Homilie tweede zondag vasten 2022

 

 

 

Tweede zondag v/d Vasten C Lc 9,28b-36; Gen15,5-12.17-18; Fil 3,17-4,1

Angst en fascinatie, broeders en zusters, dat zijn typische gevoelens van een mens die bevangen wordt door het Heilige. Wanneer God zijn verbond met Abraham bezegelt door zijn offer te verteren, wordt deze zwervende Arameeër overvallen door hevige angst en duisternis. De zon is ondergegaan en we kunnen bevroeden hoe zwart de Oosterse nacht is onder de sterrenhemel. En dan ziet Abraham de Heer als een rokende oven en een fakkel van vuur. Hij staat oog in oog met het mysterium tremendum et fascinosum dat hem beangstigt en tegelijk hevig aantrekt. En in die tegenstrijdige ervaring wordt een verbond gesmeed, de eerste verbondssluiting in de Bijbel. Verbond betekent dat je, onder de verlammende pijn waaraan je lijdt, op een dieper niveau weer verbinding krijgt. In plaats van gevangen te blijven in zichzelf, krijgt Abraham weer ruimte en perspectief. Heel die vruchtbare sikkel land tussen Nijl en Eufraat wordt zijn nageslacht in het vooruitzicht gesteld. De ontzagwekkende ontmoeting met de Verhevene maakt van Abraham weer  een verbonden mens, geeft hem ruimte en adem en zet hem in beweging.
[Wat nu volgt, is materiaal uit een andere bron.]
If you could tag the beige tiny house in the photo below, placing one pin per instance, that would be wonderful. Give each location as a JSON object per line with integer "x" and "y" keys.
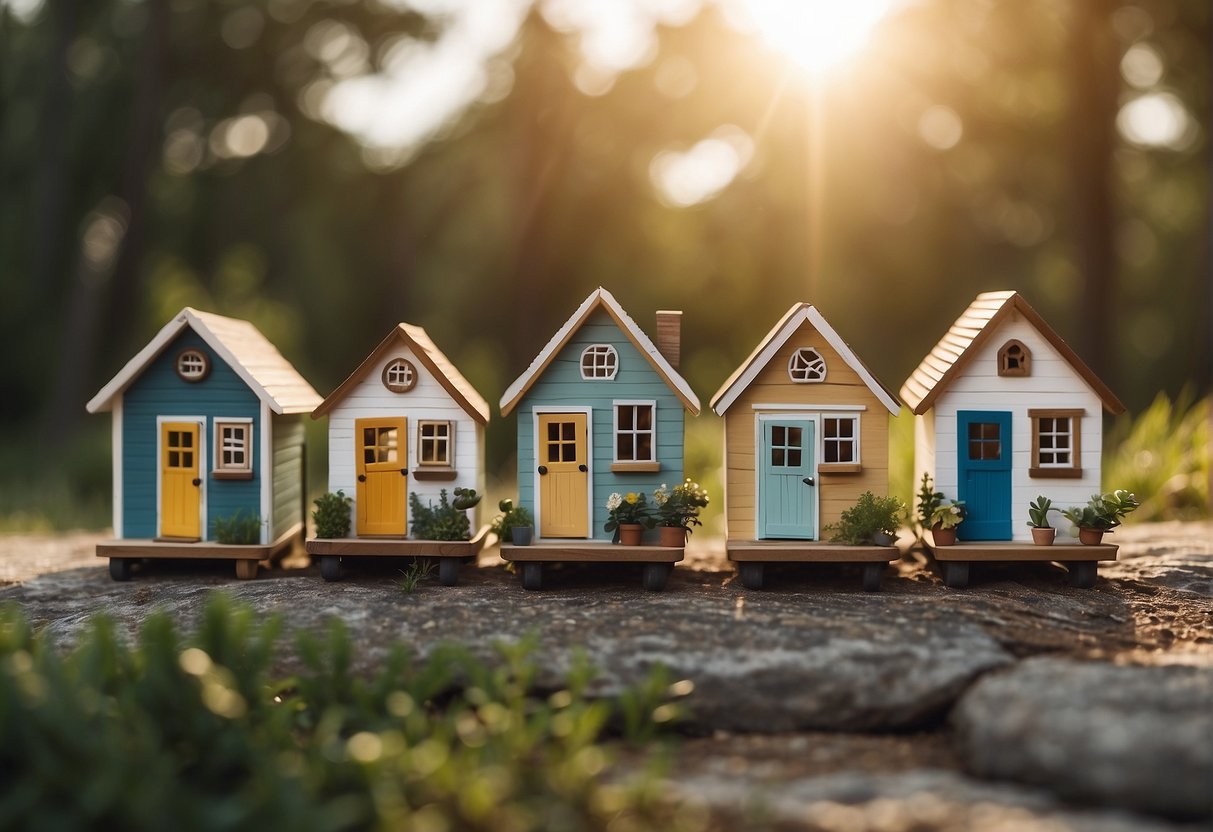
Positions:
{"x": 806, "y": 432}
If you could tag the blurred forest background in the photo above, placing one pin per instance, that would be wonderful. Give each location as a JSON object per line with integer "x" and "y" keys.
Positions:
{"x": 328, "y": 167}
      Het gevoel voor het Verhevene is de bron van elk religieus besef. De psalmen en gewijde geschriften staan vol uitdrukkingen van dat gevoel voor het Verhevene. ‘Heer, onze God, hoe vol macht is uw naam, wijd en zijd op de aarde, gelijk Gij doet verschijnen uw majesteit, hoog aan de hemel’ (Ps. 8,2).
‘Wie is onder de goden als Gij, o Heer, wie is als Gij, schrikwekkend en heilig, om roemvolle daden geducht, om wonder na wonder’ (Ex. 15,11). Als vandaag het Godsbesef in het Westen vervaagt, heeft dat alles te maken met de afname van dat gevoel voor het Mysterie. Waar de idee heeft postgevat dat de mens de wereld naar zijn hand kan zetten, waar grote verhalen hun zin hebben verloren, waar de economie de politieke agenda bepaalt: daar is geen plaats meer voor het Verhevene. Dan blijft alleen de obsessie over om te consumeren, hetgeen de mens opsluit in zichzelf, het tegenovergestelde van ‘verbondenheid’. Mensen die deze schijngoden achterna lopen noemt de heilige Paulus de vijanden van Christus’ kruis die op weg zijn naar de ondergang, wier God hun buik is en die hun zinnen zetten op het aardse.
De transfiguratie van Jezus op de berg is voor Petrus, Johannes en
Jakobus een verticale ervaring, een manifestatie van het Verhevene, waarbij hun al te aardse ideeën over Jezus omver worden geworpen. De drie apostelen worden op de iconen van de Gedaanteverandering dan ook omgetuimeld afgebeeld, omvergegooid, ter aarde geworpen. De verticaliteit begint al bij de beklimming van de Tabor, een hoge berg in het Noorden van Israël die plots uit het landschap oprijst, zo’n 600 m hoog.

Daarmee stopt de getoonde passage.